Best-value splurge hotel
A luxury catamaran: Visit the gems of the Belizean waters from the comfort of your own floating hotel. With a private chef and captain/tour guide on board, your itinerary is completely tailor-made; you can go spearfishing and then help cook up your catch, or enjoy a champagne picnic or beach BBQ on a remote island that you have all to yourself. Use of kayaks, snorkel gear, fishing equipment, and paddleboards is included; Patricia and Rachael can also arrange scuba diving and land-based spa treatments and yoga sessions.

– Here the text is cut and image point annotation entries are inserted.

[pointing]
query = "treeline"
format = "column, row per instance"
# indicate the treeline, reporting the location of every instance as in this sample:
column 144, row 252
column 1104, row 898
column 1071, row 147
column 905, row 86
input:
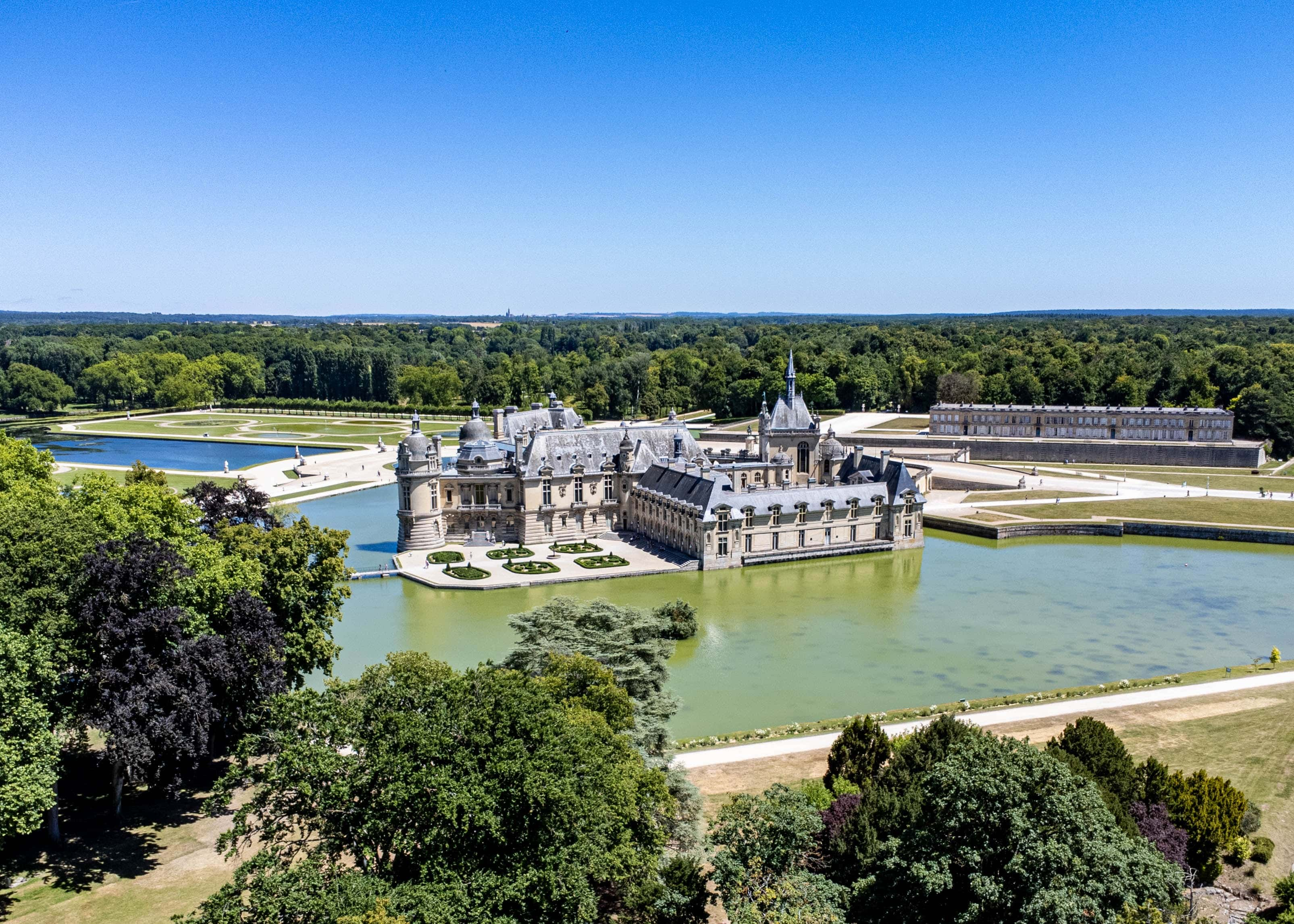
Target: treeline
column 646, row 367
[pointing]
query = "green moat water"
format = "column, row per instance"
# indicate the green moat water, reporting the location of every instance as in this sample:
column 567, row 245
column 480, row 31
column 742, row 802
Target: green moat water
column 962, row 618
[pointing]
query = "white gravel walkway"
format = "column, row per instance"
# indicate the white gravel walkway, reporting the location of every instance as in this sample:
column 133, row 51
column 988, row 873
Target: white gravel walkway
column 1016, row 714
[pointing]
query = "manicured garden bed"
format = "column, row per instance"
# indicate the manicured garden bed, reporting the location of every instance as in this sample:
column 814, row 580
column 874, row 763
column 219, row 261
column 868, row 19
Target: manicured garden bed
column 602, row 562
column 576, row 548
column 521, row 552
column 531, row 567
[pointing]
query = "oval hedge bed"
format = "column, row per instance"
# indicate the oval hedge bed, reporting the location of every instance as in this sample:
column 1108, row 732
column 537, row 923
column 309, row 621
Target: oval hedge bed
column 510, row 553
column 602, row 562
column 531, row 567
column 576, row 548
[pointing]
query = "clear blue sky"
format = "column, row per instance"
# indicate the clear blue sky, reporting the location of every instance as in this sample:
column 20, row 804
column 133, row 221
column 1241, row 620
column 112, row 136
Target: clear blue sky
column 322, row 158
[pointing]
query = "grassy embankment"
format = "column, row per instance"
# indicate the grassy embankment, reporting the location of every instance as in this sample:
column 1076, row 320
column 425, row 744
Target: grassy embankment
column 906, row 424
column 178, row 482
column 985, row 496
column 1222, row 510
column 1246, row 737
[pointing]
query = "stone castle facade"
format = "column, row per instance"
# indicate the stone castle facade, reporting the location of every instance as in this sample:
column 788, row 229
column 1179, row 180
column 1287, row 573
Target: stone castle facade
column 541, row 475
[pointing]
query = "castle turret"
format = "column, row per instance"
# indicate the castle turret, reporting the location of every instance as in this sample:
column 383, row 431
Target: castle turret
column 418, row 482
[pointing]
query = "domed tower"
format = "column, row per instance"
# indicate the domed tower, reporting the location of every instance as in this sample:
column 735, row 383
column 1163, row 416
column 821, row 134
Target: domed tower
column 418, row 481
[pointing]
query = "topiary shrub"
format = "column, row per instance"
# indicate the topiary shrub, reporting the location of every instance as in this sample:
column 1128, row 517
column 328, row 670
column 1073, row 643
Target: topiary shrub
column 521, row 552
column 531, row 567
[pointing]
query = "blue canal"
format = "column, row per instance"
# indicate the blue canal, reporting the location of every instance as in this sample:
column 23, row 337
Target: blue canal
column 187, row 455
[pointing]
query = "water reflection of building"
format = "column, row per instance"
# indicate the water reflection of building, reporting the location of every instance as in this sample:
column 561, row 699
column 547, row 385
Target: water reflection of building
column 541, row 475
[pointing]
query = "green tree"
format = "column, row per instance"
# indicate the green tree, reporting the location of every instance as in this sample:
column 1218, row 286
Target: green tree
column 481, row 786
column 1101, row 751
column 1210, row 809
column 858, row 754
column 1010, row 834
column 141, row 474
column 30, row 389
column 764, row 852
column 29, row 751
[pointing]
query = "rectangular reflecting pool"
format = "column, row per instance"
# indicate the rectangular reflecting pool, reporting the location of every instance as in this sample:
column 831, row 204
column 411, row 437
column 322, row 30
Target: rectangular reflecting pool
column 817, row 640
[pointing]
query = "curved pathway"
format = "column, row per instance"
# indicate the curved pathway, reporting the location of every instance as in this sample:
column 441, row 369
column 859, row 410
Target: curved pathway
column 986, row 718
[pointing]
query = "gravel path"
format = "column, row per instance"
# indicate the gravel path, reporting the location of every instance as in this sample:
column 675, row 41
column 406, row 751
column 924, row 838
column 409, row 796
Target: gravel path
column 1016, row 714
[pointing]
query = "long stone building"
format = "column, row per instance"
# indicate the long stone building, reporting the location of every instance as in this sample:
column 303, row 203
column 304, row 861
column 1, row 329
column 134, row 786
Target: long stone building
column 543, row 475
column 1054, row 421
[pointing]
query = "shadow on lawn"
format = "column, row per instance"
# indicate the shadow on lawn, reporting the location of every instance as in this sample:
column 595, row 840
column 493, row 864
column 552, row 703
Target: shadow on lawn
column 96, row 844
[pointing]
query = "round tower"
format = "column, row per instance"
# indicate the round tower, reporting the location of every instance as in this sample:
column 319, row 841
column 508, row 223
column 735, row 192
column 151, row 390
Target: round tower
column 418, row 484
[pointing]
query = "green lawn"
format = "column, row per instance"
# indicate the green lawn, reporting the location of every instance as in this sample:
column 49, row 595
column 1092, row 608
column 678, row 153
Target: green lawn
column 1195, row 509
column 178, row 482
column 985, row 496
column 1253, row 748
column 322, row 488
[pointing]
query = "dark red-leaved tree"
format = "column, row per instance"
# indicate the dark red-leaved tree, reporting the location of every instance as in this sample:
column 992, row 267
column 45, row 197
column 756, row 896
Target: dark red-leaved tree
column 1152, row 821
column 235, row 505
column 162, row 699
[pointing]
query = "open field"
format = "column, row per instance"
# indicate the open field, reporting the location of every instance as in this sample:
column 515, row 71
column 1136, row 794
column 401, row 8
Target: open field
column 178, row 482
column 334, row 432
column 1246, row 737
column 1187, row 509
column 985, row 496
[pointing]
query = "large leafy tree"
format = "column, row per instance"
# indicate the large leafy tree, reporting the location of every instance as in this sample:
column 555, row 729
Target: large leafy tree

Restaurants the locals love
San Pedro: El Fogon is one of the oldest establishments in town and is hidden away down a back street. The five-or-so daily changing dishes are cooked in cast-iron pots over an open fire pit. There will always be a local delicacy on offer, such as stewed gibnut (a rodent known locally as the “royal rat”); if conch soup is on the menu, it’s mandatory!
Placencia: Located several miles up the peninsula from Placencia proper, Maya Beach Bistro serves excellent lobster brioche bread pudding, shrimp stuffed squid, and classic fish and chips from its casual beachside setting.
San Ignacio: Set in a turquoise wooden colonial house with lush gardens and breezy verandas, Guava Limb sources all of its veggies from the restaurant’s own organic gardens. From vegan lasagne to local lamb stew to Indonesian gado-gado to Lebanese tapas, global fusion is firmly the theme—with Caribbean classics dotted throughout.
Dish to try
Hudut is a traditional Garifuna meal consisting of fish cooked with coconut milk, onions, garlic, oregano, cilantro, and okra and served with mashed green and ripe plantain (called fu-fu). You can find the most authentic version of this dish in the southern Garifuna villages. For the full immersion into Garifuna culture in the village of Hopkins, Patricia and Rachael can arrange for you to be outfitted in traditional attire while you learn how to make hudut using homemade tools and time-honored techniques.
Meal worth the splurge
Rojo Beach Bar & Lounge is a stylish, barefoot beach bar on Ambergris Caye, five miles north of San Pedro. The cuisine is the most innovative on the island, and perhaps even in all of Belize. The lobster pizza includes house-cured bacon, garlic confit, caramelized red onions, and a chèvre base—decadence on a plate. Bring your swimsuit, as there’s a snazzy plunge pool—plus games and a parrot to occupy the kiddos while you unwind with a key lime pie martini.
April. The trade winds are fresh, rains are rare, there are barely any bugs, and high season is winding down.
September to mid-October. It’s humid, rainy, and buggy, leading many resorts and restaurants to close during this period.
Visiting an attraction that’s popular among cruise-ship passengers when a ship is in port. The ships come into Belize City midweek; when they’re docked, avoid the cave-tubing sites, zip lining, the Altun Ha Mayan Ruins, and Goff’s Caye.
Marie Sharp’s hot sauces have a unique twist: The base ingredient is carrot, which adds a sweetness to the habanero kick. This Belizean entrepreneur started out of her kitchen using ingredients from her family’s farm and now sells her products internationally.
Always check whether prices are listed in U.S. or Belizean dollars.
As in the U.S., tip 10% to 20% based on the service provided.
Avon Skin So Soft and bug repellent: Mixed together they are the ultimate remedy, as sand flies can’t get through the oil.